In January, Air Force Gen. Michael Minihan told his command that he expects the US to be at war with China by 2025. “My gut tells me we will fight in 2025,” he said. He urged airmen under his command to get their “personal affairs” in order in preparation for war.
However disastrous the consequences of a US war with China, the US has taken a number of steps in recent weeks that are intended to prepare a direct confrontation.
On March 11, US Director of National Intelligence Avril Haines stated that Biden’s assertion that the US would go to war with China over Taiwan was not just the president’s personal opinion, but actual US policy.
In September, Biden was asked during an interview, “so unlike Ukraine, US forces, US men and women, would defend Taiwan in the event of a Chinese invasion?” Biden replied, “Yes.”
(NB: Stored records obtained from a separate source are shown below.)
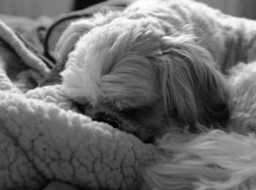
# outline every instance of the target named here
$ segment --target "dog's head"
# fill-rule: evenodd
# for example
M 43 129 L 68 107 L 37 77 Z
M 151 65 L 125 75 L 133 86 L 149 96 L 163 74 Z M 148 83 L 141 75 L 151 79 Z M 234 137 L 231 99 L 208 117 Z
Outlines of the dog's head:
M 82 35 L 61 75 L 85 114 L 147 140 L 170 119 L 226 121 L 227 82 L 214 65 L 191 35 L 166 35 L 153 19 L 117 18 Z

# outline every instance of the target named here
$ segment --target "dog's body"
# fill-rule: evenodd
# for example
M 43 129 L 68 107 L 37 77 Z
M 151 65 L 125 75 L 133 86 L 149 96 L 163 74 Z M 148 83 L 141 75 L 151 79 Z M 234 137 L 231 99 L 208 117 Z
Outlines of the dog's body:
M 255 21 L 225 15 L 189 0 L 139 0 L 123 12 L 97 15 L 72 23 L 59 39 L 59 65 L 50 78 L 65 65 L 63 87 L 71 98 L 84 106 L 85 114 L 148 140 L 173 126 L 225 123 L 230 112 L 229 87 L 222 73 L 228 76 L 228 71 L 238 63 L 254 60 L 255 40 Z M 207 144 L 195 140 L 195 144 L 199 143 L 197 149 L 206 149 L 207 140 L 213 141 L 207 135 L 203 138 L 203 140 Z M 219 146 L 210 145 L 208 151 L 221 149 L 220 151 L 225 155 L 229 149 L 225 140 Z M 165 144 L 167 151 L 171 149 Z M 156 165 L 157 174 L 155 170 L 147 174 L 155 183 L 151 187 L 162 186 L 157 183 L 166 180 L 164 175 L 167 181 L 173 178 L 173 189 L 181 184 L 180 189 L 184 184 L 192 186 L 189 179 L 197 177 L 194 174 L 199 171 L 198 163 L 207 168 L 200 182 L 206 176 L 212 176 L 219 184 L 222 168 L 199 160 L 196 152 L 190 152 L 197 149 L 188 151 L 192 156 L 187 162 L 182 162 L 184 150 L 175 149 L 180 154 L 176 159 L 181 158 L 181 165 L 189 173 L 181 176 L 181 183 L 175 181 L 178 178 L 171 173 L 180 172 L 176 162 L 170 165 L 176 169 L 169 171 L 170 175 Z M 211 154 L 219 157 L 214 151 Z M 187 168 L 184 163 L 192 167 Z M 211 168 L 219 173 L 215 175 Z M 227 173 L 232 175 L 232 171 Z M 156 176 L 157 179 L 151 180 Z M 230 185 L 233 182 L 228 179 Z
M 192 1 L 139 0 L 64 32 L 63 86 L 85 114 L 143 140 L 170 125 L 222 125 L 221 72 L 255 58 L 255 31 L 253 21 Z

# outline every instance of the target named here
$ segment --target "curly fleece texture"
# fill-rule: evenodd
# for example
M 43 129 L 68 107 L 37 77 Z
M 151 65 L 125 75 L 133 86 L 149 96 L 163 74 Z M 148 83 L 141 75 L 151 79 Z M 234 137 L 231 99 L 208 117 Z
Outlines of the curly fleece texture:
M 1 22 L 0 36 L 28 66 L 23 73 L 49 71 Z M 0 189 L 41 189 L 52 180 L 92 189 L 138 186 L 154 146 L 77 113 L 61 86 L 23 94 L 4 68 L 0 76 Z

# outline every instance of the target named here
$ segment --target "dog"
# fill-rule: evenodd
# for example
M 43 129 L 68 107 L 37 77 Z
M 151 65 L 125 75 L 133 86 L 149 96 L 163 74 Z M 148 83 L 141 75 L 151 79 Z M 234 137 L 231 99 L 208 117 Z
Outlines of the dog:
M 61 72 L 67 95 L 93 120 L 152 142 L 170 128 L 225 127 L 228 71 L 255 59 L 255 21 L 206 4 L 138 0 L 72 23 L 49 76 Z
M 254 58 L 251 22 L 189 0 L 138 0 L 78 20 L 56 46 L 64 89 L 93 120 L 145 142 L 171 125 L 223 127 L 225 74 Z

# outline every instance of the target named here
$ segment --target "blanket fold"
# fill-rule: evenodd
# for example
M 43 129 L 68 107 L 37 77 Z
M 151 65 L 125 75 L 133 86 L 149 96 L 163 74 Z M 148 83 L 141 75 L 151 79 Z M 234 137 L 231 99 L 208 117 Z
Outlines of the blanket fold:
M 0 40 L 0 189 L 42 189 L 54 180 L 138 188 L 155 146 L 78 113 L 61 85 L 34 88 L 45 63 L 2 22 Z

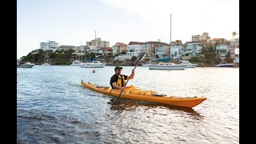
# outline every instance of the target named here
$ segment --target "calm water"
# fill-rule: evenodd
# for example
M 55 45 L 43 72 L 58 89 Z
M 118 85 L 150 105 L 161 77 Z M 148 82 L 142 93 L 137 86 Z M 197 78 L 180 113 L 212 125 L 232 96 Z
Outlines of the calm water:
M 239 143 L 239 68 L 153 70 L 128 85 L 180 97 L 206 97 L 193 109 L 122 100 L 84 89 L 110 86 L 114 66 L 17 69 L 18 143 Z M 132 66 L 123 66 L 130 75 Z

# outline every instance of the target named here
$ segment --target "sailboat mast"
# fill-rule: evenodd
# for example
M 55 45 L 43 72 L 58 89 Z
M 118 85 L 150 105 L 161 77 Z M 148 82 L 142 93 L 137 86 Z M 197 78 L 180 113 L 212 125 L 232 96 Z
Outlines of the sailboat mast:
M 80 49 L 81 49 L 81 62 L 82 62 L 82 38 L 81 38 L 81 46 L 80 46 Z
M 170 14 L 170 47 L 171 45 L 171 14 Z
M 96 51 L 97 51 L 97 42 L 96 42 L 96 30 L 95 30 L 95 59 L 96 59 Z

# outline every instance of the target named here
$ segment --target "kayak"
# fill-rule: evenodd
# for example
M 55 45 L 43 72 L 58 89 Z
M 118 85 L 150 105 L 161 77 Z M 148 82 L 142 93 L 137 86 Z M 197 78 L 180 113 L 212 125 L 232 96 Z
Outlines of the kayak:
M 89 88 L 94 91 L 118 97 L 122 90 L 112 89 L 110 87 L 102 87 L 97 85 L 82 82 L 82 86 L 85 88 Z M 163 94 L 158 94 L 152 90 L 144 90 L 142 89 L 138 89 L 134 86 L 126 86 L 123 90 L 121 98 L 137 100 L 137 101 L 144 101 L 148 102 L 156 102 L 162 103 L 172 106 L 184 106 L 184 107 L 194 107 L 198 104 L 202 103 L 206 99 L 206 98 L 181 98 L 181 97 L 174 97 L 167 96 Z

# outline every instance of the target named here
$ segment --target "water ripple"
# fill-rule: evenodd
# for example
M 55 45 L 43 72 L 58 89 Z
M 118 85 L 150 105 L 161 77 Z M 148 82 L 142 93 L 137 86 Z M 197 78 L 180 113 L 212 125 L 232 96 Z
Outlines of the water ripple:
M 81 80 L 109 86 L 114 67 L 17 69 L 18 143 L 239 143 L 239 69 L 138 67 L 129 81 L 168 95 L 207 98 L 191 109 L 123 98 L 112 106 L 113 97 L 81 86 Z

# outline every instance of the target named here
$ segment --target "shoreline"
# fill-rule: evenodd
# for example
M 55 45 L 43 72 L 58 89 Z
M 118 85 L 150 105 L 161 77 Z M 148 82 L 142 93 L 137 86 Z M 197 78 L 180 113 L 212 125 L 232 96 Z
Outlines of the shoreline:
M 42 66 L 41 64 L 35 64 L 36 66 Z M 70 65 L 50 65 L 50 66 L 70 66 Z M 135 65 L 130 65 L 130 64 L 122 64 L 122 63 L 106 63 L 106 66 L 135 66 Z M 142 66 L 142 64 L 138 64 L 138 66 Z M 202 63 L 198 63 L 196 67 L 216 67 L 215 65 L 209 65 L 209 64 L 202 64 Z M 234 65 L 234 67 L 239 67 L 239 66 Z

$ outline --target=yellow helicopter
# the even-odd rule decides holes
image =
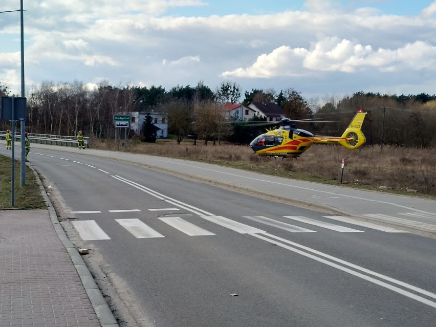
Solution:
[[[289,118],[280,121],[277,129],[259,135],[250,143],[258,156],[281,158],[297,158],[313,143],[339,144],[347,149],[354,149],[365,144],[366,139],[361,128],[366,113],[359,110],[342,136],[314,135],[310,132],[296,128]]]

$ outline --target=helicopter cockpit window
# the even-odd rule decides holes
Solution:
[[[274,136],[267,136],[265,140],[265,145],[267,146],[271,146],[274,145],[275,143]]]
[[[304,129],[295,129],[294,131],[294,134],[296,135],[298,135],[299,136],[302,136],[305,137],[313,137],[313,134],[312,134],[310,132],[304,130]]]

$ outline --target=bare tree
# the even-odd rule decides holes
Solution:
[[[227,123],[223,115],[223,105],[212,101],[197,102],[193,106],[194,130],[199,138],[209,141],[216,140],[230,135],[233,125]]]
[[[188,102],[183,100],[171,100],[162,106],[167,113],[168,128],[177,138],[180,144],[192,128],[192,110]]]

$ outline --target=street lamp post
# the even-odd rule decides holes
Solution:
[[[0,11],[0,13],[5,12],[13,12],[16,11],[20,12],[20,38],[21,38],[21,97],[24,98],[24,23],[23,18],[23,12],[24,10],[23,7],[23,0],[20,0],[20,9],[19,10],[9,10],[7,11]],[[21,186],[24,186],[26,184],[26,163],[25,160],[25,132],[26,129],[26,120],[21,121],[20,123],[21,134],[21,165],[20,167],[20,182]],[[14,163],[12,163],[14,165]]]

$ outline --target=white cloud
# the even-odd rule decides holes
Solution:
[[[251,66],[226,71],[222,76],[272,78],[302,75],[306,73],[304,69],[353,73],[368,68],[394,72],[405,67],[413,71],[436,71],[436,47],[418,41],[395,50],[380,48],[374,51],[369,45],[326,37],[315,43],[310,50],[280,47],[269,54],[259,56]]]
[[[16,6],[4,2],[5,10]],[[422,92],[434,93],[436,2],[417,16],[381,14],[369,0],[348,2],[368,6],[353,8],[339,0],[308,0],[300,11],[184,17],[165,13],[198,10],[206,0],[28,2],[27,80],[87,83],[102,76],[115,84],[168,88],[204,80],[213,89],[232,78],[246,90],[290,84],[331,93],[338,74],[344,88],[360,91],[385,76],[396,82],[407,72]],[[10,20],[0,30],[0,81],[20,63],[19,24],[4,16]]]
[[[167,59],[164,59],[162,60],[162,64],[164,66],[169,65],[171,66],[183,66],[192,62],[200,62],[200,58],[199,56],[187,56],[175,60],[167,60]]]
[[[436,14],[436,1],[431,4],[430,6],[424,8],[421,13],[424,17],[430,17]]]
[[[66,40],[62,42],[65,47],[68,49],[84,49],[88,45],[88,42],[83,41],[82,39],[78,40]]]
[[[295,76],[300,74],[298,68],[309,51],[301,48],[291,49],[281,46],[269,54],[264,54],[251,67],[224,72],[224,77],[244,77],[270,78],[278,76]]]

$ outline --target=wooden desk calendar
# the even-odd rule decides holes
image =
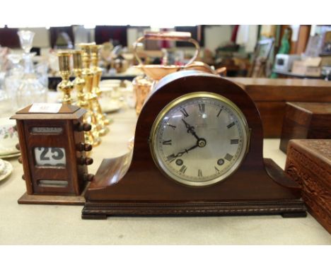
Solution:
[[[83,204],[81,196],[93,175],[87,165],[83,124],[86,112],[76,106],[35,104],[11,117],[16,119],[26,193],[18,204]]]
[[[299,186],[263,158],[262,143],[259,112],[240,86],[199,71],[168,75],[144,103],[132,151],[103,160],[82,218],[306,216]]]

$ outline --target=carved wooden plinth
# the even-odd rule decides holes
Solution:
[[[279,149],[292,139],[331,139],[330,102],[286,102]]]
[[[310,214],[331,233],[331,140],[292,140],[286,172],[299,184]]]
[[[248,216],[281,215],[305,217],[302,201],[226,202],[121,202],[85,204],[82,218],[104,219],[108,216]]]

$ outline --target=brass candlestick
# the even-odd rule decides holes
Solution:
[[[98,96],[93,92],[93,77],[94,74],[90,69],[91,64],[91,46],[93,44],[90,43],[82,43],[79,46],[83,50],[83,78],[85,80],[85,95],[86,100],[88,101],[88,107],[90,110],[93,113],[94,116],[97,119],[96,129],[98,131],[98,136],[105,135],[108,129],[105,127],[103,121],[101,121],[101,117],[95,110],[95,104],[99,104],[98,101]]]
[[[86,95],[83,92],[85,80],[82,77],[82,51],[74,51],[72,54],[74,57],[74,73],[76,76],[76,78],[74,80],[73,83],[77,91],[76,105],[86,110],[87,112],[83,116],[83,121],[84,123],[91,125],[91,131],[84,132],[85,141],[93,146],[97,146],[100,143],[101,140],[98,137],[98,131],[96,130],[96,119],[93,112],[91,112],[88,107],[88,102],[86,100]]]
[[[69,81],[71,70],[70,68],[70,56],[69,52],[59,52],[57,56],[59,57],[59,74],[62,81],[57,85],[57,89],[62,92],[63,104],[71,104],[72,99],[70,93],[74,89],[74,83]]]
[[[99,83],[101,78],[101,75],[103,74],[102,69],[98,66],[99,61],[99,49],[102,46],[93,45],[91,45],[91,61],[92,66],[91,68],[92,72],[93,73],[93,87],[92,88],[92,92],[95,93],[98,98],[100,98],[101,95],[101,91],[100,90]],[[97,100],[98,101],[98,100]],[[100,120],[103,122],[104,125],[108,125],[110,124],[109,119],[106,117],[105,114],[103,114],[101,107],[98,102],[95,103],[95,108],[97,112],[98,117],[100,117]]]

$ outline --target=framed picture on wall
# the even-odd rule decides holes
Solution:
[[[204,46],[204,25],[175,26],[175,31],[189,32],[193,39],[199,42],[200,47]],[[190,42],[176,42],[176,47],[194,47]]]

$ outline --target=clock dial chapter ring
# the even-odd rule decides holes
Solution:
[[[163,109],[152,126],[149,146],[156,165],[168,177],[202,187],[232,175],[245,158],[249,140],[246,119],[233,102],[216,93],[197,92]]]

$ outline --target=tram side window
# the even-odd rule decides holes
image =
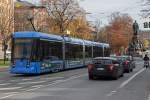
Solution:
[[[103,56],[103,48],[102,47],[93,47],[93,56],[94,57],[102,57]]]
[[[83,46],[77,44],[66,44],[66,60],[83,59]]]
[[[106,56],[106,57],[109,57],[109,56],[110,56],[110,48],[107,47],[107,48],[105,48],[104,50],[105,50],[105,51],[104,51],[105,56]]]
[[[85,46],[85,58],[92,58],[92,46]]]
[[[62,43],[52,41],[40,42],[40,60],[61,60]]]

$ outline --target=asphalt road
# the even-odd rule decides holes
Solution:
[[[118,80],[88,80],[87,69],[40,76],[0,72],[0,100],[150,100],[150,69],[136,68]]]

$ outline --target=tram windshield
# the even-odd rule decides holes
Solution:
[[[14,59],[29,59],[31,56],[32,40],[15,39],[14,40]]]

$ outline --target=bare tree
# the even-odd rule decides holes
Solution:
[[[2,47],[4,51],[4,63],[6,60],[6,50],[8,47],[8,42],[11,38],[11,34],[13,32],[13,11],[9,11],[7,16],[3,14],[6,13],[5,11],[2,12],[0,15],[0,36],[2,37]]]
[[[60,33],[64,33],[70,22],[82,12],[75,0],[47,0],[45,6]]]
[[[149,17],[150,16],[150,0],[142,0],[142,17]]]

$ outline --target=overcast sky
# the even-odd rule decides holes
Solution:
[[[28,0],[38,2],[39,0]],[[100,19],[105,25],[113,12],[128,13],[134,20],[140,22],[141,0],[78,0],[86,12],[89,21]]]

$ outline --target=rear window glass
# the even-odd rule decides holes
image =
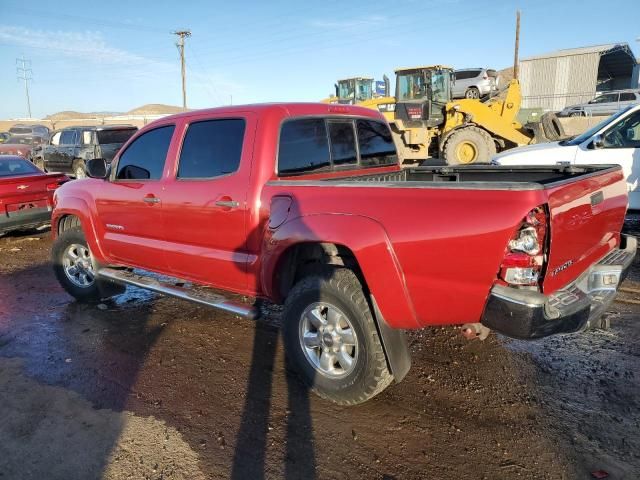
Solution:
[[[129,144],[118,161],[116,178],[121,180],[161,178],[174,128],[174,125],[167,125],[149,130]]]
[[[356,151],[356,135],[353,122],[330,121],[329,138],[331,139],[331,160],[334,165],[358,163]]]
[[[13,177],[28,173],[38,173],[36,166],[22,158],[0,158],[0,177]]]
[[[100,145],[108,145],[113,143],[123,144],[129,140],[137,129],[125,128],[122,130],[98,130],[98,143]]]
[[[282,125],[278,152],[278,173],[295,175],[329,163],[329,141],[323,118],[290,120]]]
[[[245,122],[207,120],[189,125],[182,144],[178,177],[211,178],[233,173],[240,165]]]
[[[358,120],[358,147],[360,165],[372,167],[398,162],[396,147],[389,127],[382,122]]]

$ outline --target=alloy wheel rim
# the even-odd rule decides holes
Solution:
[[[336,306],[316,302],[300,317],[300,346],[318,373],[329,378],[349,375],[358,360],[358,338],[349,318]]]
[[[73,243],[62,254],[62,268],[71,283],[87,288],[95,282],[91,252],[84,245]]]
[[[460,163],[473,163],[478,157],[478,150],[471,142],[462,142],[456,149],[456,157]]]

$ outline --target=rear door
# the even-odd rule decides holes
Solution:
[[[547,192],[551,225],[543,291],[553,293],[618,245],[627,192],[619,169],[550,185]]]
[[[153,271],[166,271],[162,198],[175,125],[148,130],[121,152],[108,182],[95,192],[101,241],[107,256]]]
[[[621,165],[629,191],[629,207],[640,209],[640,110],[611,125],[602,133],[602,139],[602,148],[593,148],[592,140],[580,145],[575,163]]]
[[[247,287],[247,192],[256,118],[185,119],[175,180],[163,192],[172,274],[231,290]]]

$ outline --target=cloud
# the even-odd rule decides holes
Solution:
[[[163,62],[109,46],[102,34],[96,31],[31,30],[0,25],[0,43],[47,50],[94,63],[163,65]]]
[[[377,27],[382,25],[384,21],[385,18],[381,15],[369,15],[349,20],[314,20],[311,22],[311,26],[327,30],[353,30]]]

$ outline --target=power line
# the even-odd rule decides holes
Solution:
[[[176,47],[178,47],[178,51],[180,52],[180,71],[182,73],[182,108],[187,109],[187,79],[185,76],[185,65],[184,65],[184,39],[186,37],[191,36],[190,30],[178,30],[173,32],[174,35],[178,36],[178,43],[176,43]]]
[[[33,80],[33,70],[31,70],[31,60],[16,58],[16,75],[18,81],[24,81],[24,93],[27,96],[27,112],[31,118],[31,100],[29,99],[29,82]]]

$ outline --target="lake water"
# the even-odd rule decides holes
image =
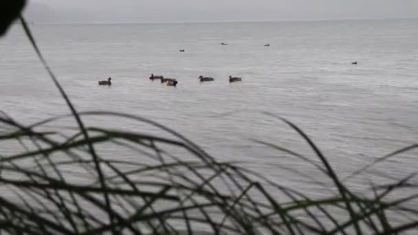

Even as it moves to end the policy of “strategic ambiguity” and declares that the US would go to war with China over Taiwan, the US is shifting toward ending the “one-China policy,” according to which it is the US position that Taiwan is part of China.
On Tuesday, the US House of Representatives passed the Taiwan Assurance Implementation Act, which formally tasks the State Department to “identify opportunities to lift any remaining self-imposed limitations on U.S.-Taiwan engagement and articulate a plan to do so.”
The Chinese state newspaper Global Times cited Yang Xiyu, a senior research fellow at the China Institute of International Studies, who pointed to the essential significance of the bill: “The bill suggests that the US House intends to unilaterally change the status quo across the Straits… For the past 40 years, the US maintained only unofficial interactions with the island, but now they are looking to shift to an official one.”
The statement by the office of Republican Rep. Ann Wagner on the passage of the bill asserted that, “For decades, most senior U.S. executive branch officials, including high-ranking military officers, were banned from visiting Taiwan to appease China. Similarly, Taiwan’s top leadership could not travel to the United States.”
The act would move to overturn these restrictions. China, for its part, has repeatedly stated that the formal US recognition of Taiwan would lead to a reunification by force.
The passage of the bill takes place just one week before Taiwan President Tsai Ing-wen is scheduled to visit the United States.
As the American ruling class is openly preparing and planning for a war with China, it is simultaneously working to ensure the total control of US corporations over the internet.
In a five-hour house hearing Thursday, US members of Congress demanded the “end” of TikTok, the social media network owned by Chinese company ByteDance.
Members of Congress claimed, without substantiation, that TikTok spies on its users in the United States on behalf of the Chinese government.
“TikTok surveils us all, and the Chinese Communist Party is able to use this as a tool to manipulate America as a whole,” Rep. Cathy McMorris Rodgers, a Republican from Washington state, ranted at TikTok CEO Shou Chew in the hearing. “Your platform should be banned. I expect today you will say anything to avoid this outcome... We’re not buying it.”
Lawmakers from both parties openly demanded the banning of TikTok. “Shouldn’t a threat to U.S. security be banned?” asked Republican Rep. Ken Buck. “They do it to us. Why don’t we do it to them?”
Testifying before the committee, US Secretary of State Antony Blinken declared that TikTok “should be ended one way or another, and there are different ways of doing that.”
The Biden administration has demanded that Chinese shareholders of ByteDance sell TikTok to a US corporation.
There are two overarching goals in the crackdown on TikTok. First, the US is determined to systematically destroy China’s high-technology sector as part of its trade war with Beijing. But, more ominously, the US government is seeking to consolidate under its control all aspects of mass communication.